The department hosted the run, which started at the fire station at North Carson Street and hosted a record turnout of 139 runners, more than any of the three previous events according to Financial Horizons Branch Manager Angela Guthrie.
“It was actually Andrea Chabanol at FH and I who came up with the idea to do this American Hero 5K,” Guthrie said of the event. “This is the first one we’ve done for all of our local heroes. You always see on social media all this bad negative publicity on cops. Then cops are getting shot and firefighters are out in the middle of the night and they’re volunteers who don’t get paid to do what they’re doing. We live in a really tight community. Those are our friends, our neighors.”
True to the theme, several police officers, members of the fire department and community leaders including Mayor Ken Tedford turned out in support before the race began. Guthrie said several members of the fire department helped set up the event along with Fallon Lawnmower and Chainsaw, Taylor Mart, Century 21, Vinnie’s Electric, Remax Connection, Camacho Auto Sales, Anytime Fitness and Johnnie’s Deli, which donated the post-race refreshments.
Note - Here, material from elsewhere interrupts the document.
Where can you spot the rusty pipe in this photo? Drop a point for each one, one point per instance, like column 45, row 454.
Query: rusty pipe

Between donations and registration fees for racers, the event netted more than $2,000 to be divided among four departments.
“We had a local company send us those port-o-potties, which we know sounds silly but we were turned down three times by three different companies so they’re pretty amazing,” Guthrie said on all the ways the event was made possible.
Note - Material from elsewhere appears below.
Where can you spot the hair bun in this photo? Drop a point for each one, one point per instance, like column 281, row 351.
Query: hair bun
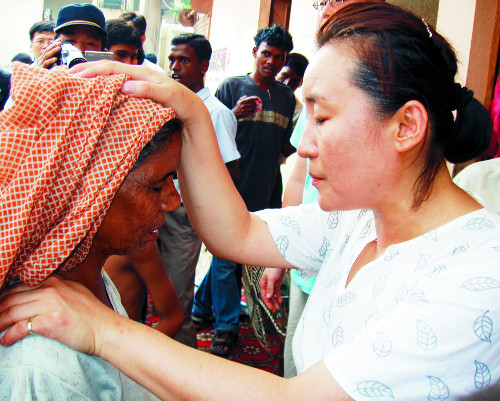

Mayor Tedford gave an in-depth speech on the importance of coming together as a community to support emergency services and law enforcement, particularly in light of the incident in Dallas in which five police officers were killed by a lone sniper on Thursday.
“I think this is a great turnout,” Tedford said after his speech, attending his first of the four annual 5Ks. “It’s really nice because of what transpired last night, I think it makes it even more unique.”
As a community representative, Tedford said he believes solidarity truly matters since Fallon has a great community of volunteer fire fighters, first responders, law enforcement and paramedics.
“Of course, I think this event matters even more tonight in light of what transpired in Dallas last night,” he said. “I believe it’s really important what Dallas Mayor Mike Rawlings said last night. Words matter and leaders matter. What we as a nation need to be careful about is what we say and the context in which we say it, but in order to heal between peoples we need to be forgiving and we need to discuss issues without being confrontational in any way. I think that’s the point he was getting at last night. As a people, as a nation.”
The mood of the event took a quick turn once the racers began to cross the finish line, greeted by a shower of water courtesy of Fire Truck 4 hanging its hose down the street from the finish line, as well as by a complimentary hot dog barbecue.
Resident David Dees, the first place runner from the event, was also the first to run back down to the end of the street after finishing to encourage his fellow runners.
“It feels great,” Dees said on finishing first, “But it’s really also just great to be out here for an important cause and beautiful weather with so much great support, so I’m just happy to be here. It’s a group activity, whether you’re first or you’re just finishing it’s important to get out here and just have some fun while you’re here.”
Dees was followed by Gerardo Grifaldo in second and Alexander Alfaro, who carried the American Flag for the first portion of the run, in third. Alfaro was relieved in the race by volunteer fireman Randy Sharp, who carried the flag to the finish line with him as one of the top finishers, but more importantly, as a patriot.
“I love to support my community and to support the military,” Sharp said on why he participated in the 5K. “My son is in the military, and I run for our freedom and to support this community.”